But after leading the Spartans to an 11-2 record and ranking as high as No. 5 in the AP Poll, Michigan State scrapped his initial contract and signed him to a 10-year, $95 million extension — the third-largest contract a public university has ever given a college football coach.
Tucker also kickstarted an initiative within the Michigan State football program to fight sexual violence in sports, and he invited educational speaker and rape survivor Brenda Tracy to visit campus and educate his athletes.
A September 2022 investigation by USA Today found Tucker and Tracy developed a professional relationship around her work. Tucker twice invited Tracy to East Lansing to speak to his players as well as a third time to be the team’s honorary captain at its 2022 spring practice game.
The USA Today investigation found — according to a complaint Tracy filed with the Michigan State Office for Civil Rights and Title IX Education and Compliance — Tucker allegedly made sexual comments about Tracy and masturbated without her consent while on a phone call with her on April 28, 2022, just days after she served as captain of the practice.
The USA Today investigation found that, in Tucker’s statements to a Title IX investigator, he recognized masturbating on the call but called it consensual “phone sex.”
Michigan State hired an external Title IX attorney to investigate the incident, and the investigation concluded in July.
The university suspended Tucker without pay after the USA Today investigation was published on Sept. 10, and a formal hearing is set for the week of Oct. 5 to decide if Tucker violated school policy. A ruling can take up to 60 days.
But on Sept. 18, Michigan State informed Tucker that he would be fired on Sept. 26 without compensation for the remaining years of his contract if he did not “present sufficient reason to dispute” any violations of his contract he may have committed.
On Sept. 27 Tucker was fired by Michigan State for cause. He would lose about $80 million dollars he was owed through Jan. 15, 2032.
In a statement, Tucker pointed out numerous allegations of Michigan State mishandling the issue and called Tracy’s complaint “baseless.” He said he was “not surprised” with the university’s plans to terminate his contract and claimed “other motives are at play.”
“I can only conclude that MSU does not care about my rights, the truth, or its future liability for policing its employees’ private lives,” Tucker wrote in the statement.
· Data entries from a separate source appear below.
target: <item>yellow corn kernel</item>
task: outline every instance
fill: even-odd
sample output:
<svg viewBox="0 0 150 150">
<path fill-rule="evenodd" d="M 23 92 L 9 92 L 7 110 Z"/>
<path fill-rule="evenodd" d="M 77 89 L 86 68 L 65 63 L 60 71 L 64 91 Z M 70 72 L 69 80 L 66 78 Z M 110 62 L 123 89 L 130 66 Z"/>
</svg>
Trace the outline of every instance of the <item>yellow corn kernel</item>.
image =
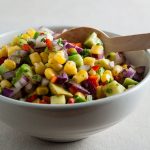
<svg viewBox="0 0 150 150">
<path fill-rule="evenodd" d="M 46 95 L 48 94 L 48 87 L 46 86 L 39 86 L 36 88 L 37 95 Z"/>
<path fill-rule="evenodd" d="M 85 99 L 85 95 L 83 93 L 81 93 L 81 92 L 76 92 L 75 95 Z"/>
<path fill-rule="evenodd" d="M 34 63 L 39 63 L 42 61 L 40 55 L 37 52 L 30 54 L 29 57 L 33 65 Z"/>
<path fill-rule="evenodd" d="M 94 71 L 93 69 L 91 69 L 88 73 L 89 75 L 96 75 L 96 71 Z"/>
<path fill-rule="evenodd" d="M 63 51 L 58 51 L 54 56 L 54 60 L 57 61 L 59 64 L 64 64 L 66 62 L 64 52 Z"/>
<path fill-rule="evenodd" d="M 33 28 L 30 28 L 30 29 L 27 30 L 27 34 L 28 34 L 31 38 L 34 37 L 35 32 L 36 32 L 36 30 L 33 29 Z"/>
<path fill-rule="evenodd" d="M 92 54 L 102 54 L 103 53 L 103 46 L 102 45 L 93 45 L 91 50 L 90 50 L 90 53 Z"/>
<path fill-rule="evenodd" d="M 12 84 L 8 80 L 2 80 L 0 82 L 1 88 L 10 88 Z"/>
<path fill-rule="evenodd" d="M 124 69 L 127 69 L 127 68 L 128 68 L 128 65 L 127 65 L 127 64 L 124 64 L 122 67 L 123 67 Z"/>
<path fill-rule="evenodd" d="M 48 55 L 48 60 L 54 58 L 56 52 L 49 52 L 49 55 Z"/>
<path fill-rule="evenodd" d="M 48 53 L 42 52 L 42 53 L 40 53 L 40 56 L 42 58 L 43 63 L 46 64 L 48 62 Z"/>
<path fill-rule="evenodd" d="M 8 56 L 11 56 L 14 52 L 21 50 L 21 48 L 17 45 L 8 47 Z"/>
<path fill-rule="evenodd" d="M 93 58 L 93 57 L 85 57 L 83 59 L 83 61 L 84 61 L 84 65 L 94 66 L 95 58 Z"/>
<path fill-rule="evenodd" d="M 14 70 L 16 68 L 16 62 L 11 60 L 11 59 L 6 59 L 3 63 L 3 65 L 8 69 L 8 70 Z"/>
<path fill-rule="evenodd" d="M 103 92 L 102 86 L 97 86 L 96 87 L 96 97 L 97 98 L 103 98 L 103 97 L 105 97 L 105 94 Z"/>
<path fill-rule="evenodd" d="M 67 63 L 64 66 L 64 71 L 68 75 L 75 75 L 75 74 L 77 74 L 77 68 L 76 68 L 75 62 L 74 61 L 67 61 Z"/>
<path fill-rule="evenodd" d="M 110 74 L 103 74 L 102 76 L 101 76 L 101 81 L 102 82 L 109 82 L 111 80 L 111 76 L 110 76 Z"/>
<path fill-rule="evenodd" d="M 37 74 L 43 75 L 46 67 L 42 62 L 39 62 L 34 63 L 34 69 Z"/>
<path fill-rule="evenodd" d="M 39 99 L 39 98 L 37 98 L 37 99 L 35 99 L 32 103 L 39 104 L 39 103 L 40 103 L 40 99 Z"/>
<path fill-rule="evenodd" d="M 8 56 L 7 46 L 3 46 L 2 49 L 0 49 L 0 58 L 7 57 L 7 56 Z"/>
<path fill-rule="evenodd" d="M 63 68 L 63 65 L 58 64 L 54 59 L 49 59 L 48 60 L 48 66 L 53 68 L 55 71 L 60 71 Z"/>
<path fill-rule="evenodd" d="M 88 73 L 85 70 L 80 70 L 76 75 L 73 76 L 73 80 L 75 80 L 77 83 L 80 83 L 86 79 L 88 79 Z"/>
<path fill-rule="evenodd" d="M 45 77 L 48 80 L 52 79 L 52 77 L 56 75 L 56 73 L 54 72 L 54 70 L 51 69 L 51 68 L 46 68 L 44 74 L 45 74 Z"/>
<path fill-rule="evenodd" d="M 21 35 L 21 38 L 25 39 L 25 40 L 28 40 L 28 39 L 30 39 L 30 36 L 28 34 L 24 33 L 24 34 Z"/>
<path fill-rule="evenodd" d="M 123 70 L 123 67 L 116 65 L 114 66 L 114 68 L 112 69 L 112 74 L 113 76 L 118 76 L 118 74 Z"/>
</svg>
Michigan State football secondary coach Harlon Bennett has been appointed acting interim head coach since Tucker’s suspension with longtime former Spartan head coach Mark Dantonio returning as associate head coach.
In Bennett’s first game at the helm of the program on Sept. 16, the then No. 8 Washington Huskies trampled the Spartans, 41-7. And on Sept. 23, the Spartans fell to the Maryland Terrapins, losing 31-9.
Now 2-2, the Spartans will enter Kinnick Stadium on Saturday to take on Kirk Ferentz and the now-unranked Iowa Hawkeyes with a new focus on changing course in Tucker’s absence.